Surprisingly, I’ve found the free time refreshing. For the first time in a long time, I’m not tied down to a calendar, a regular job, or a recurring routine. I can make my own schedule and do all the things I used to say I didn’t have time for (hello books and instruments) and challenge myself to make the most out of this once in a lifetime experience.
So, what have I been doing the past month?
I run. I’ve been running a lot. I run almost every morning or try to workout everyday. On days that I don’t workout or have work to do my mind starts to wander to the dark side and the days draaag. Right now running is a really important part of my life and mental sanity.
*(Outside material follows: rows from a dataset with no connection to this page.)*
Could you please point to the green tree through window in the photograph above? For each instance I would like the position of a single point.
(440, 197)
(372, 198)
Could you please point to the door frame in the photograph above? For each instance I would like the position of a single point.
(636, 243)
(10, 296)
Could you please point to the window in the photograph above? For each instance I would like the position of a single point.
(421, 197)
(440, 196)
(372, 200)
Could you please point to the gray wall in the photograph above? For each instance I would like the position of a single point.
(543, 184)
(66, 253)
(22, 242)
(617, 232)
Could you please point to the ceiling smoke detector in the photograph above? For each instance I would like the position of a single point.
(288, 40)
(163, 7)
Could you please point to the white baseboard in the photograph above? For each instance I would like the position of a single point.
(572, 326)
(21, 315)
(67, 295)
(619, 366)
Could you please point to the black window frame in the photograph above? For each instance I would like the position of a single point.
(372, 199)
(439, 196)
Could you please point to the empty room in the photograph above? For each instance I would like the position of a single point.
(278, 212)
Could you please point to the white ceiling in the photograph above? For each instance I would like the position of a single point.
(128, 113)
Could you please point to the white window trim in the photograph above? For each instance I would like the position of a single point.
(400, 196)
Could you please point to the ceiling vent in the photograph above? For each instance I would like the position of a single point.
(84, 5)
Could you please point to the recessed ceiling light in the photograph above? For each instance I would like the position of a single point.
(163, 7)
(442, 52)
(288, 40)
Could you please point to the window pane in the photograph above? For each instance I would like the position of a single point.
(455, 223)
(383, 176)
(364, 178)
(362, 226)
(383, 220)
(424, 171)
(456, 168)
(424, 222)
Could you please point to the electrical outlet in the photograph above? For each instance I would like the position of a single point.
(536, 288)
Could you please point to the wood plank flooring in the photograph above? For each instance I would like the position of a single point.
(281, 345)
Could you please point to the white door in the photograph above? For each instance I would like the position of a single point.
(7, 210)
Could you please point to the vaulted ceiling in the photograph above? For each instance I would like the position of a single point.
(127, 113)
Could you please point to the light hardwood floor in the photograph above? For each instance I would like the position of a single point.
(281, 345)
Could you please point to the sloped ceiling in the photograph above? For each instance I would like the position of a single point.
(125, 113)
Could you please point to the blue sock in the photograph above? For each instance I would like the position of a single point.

I play the ukulele. I wanted to learn a new hobby and occupy my free time while I was here so I brought a ukulele. I’ve become fairly obsessed with playing (estoy totalmente enganchado!) and I’ve even learned a few songs since getting to site. It’s easy to pick up and I highly recommend it to anyone looking for a new hobby or challenge. PCV or not!
I hang out with kids. Kids are my best friends right now because they’re willing to listen to my sloooowww Spanish without judgement. And, they’re enthusiastic about teaching me new words and telling me stories, even when I don’t understand. I didn’t believe it when everyone told us during training that kids would be our greatest resource but it’s true, they really are.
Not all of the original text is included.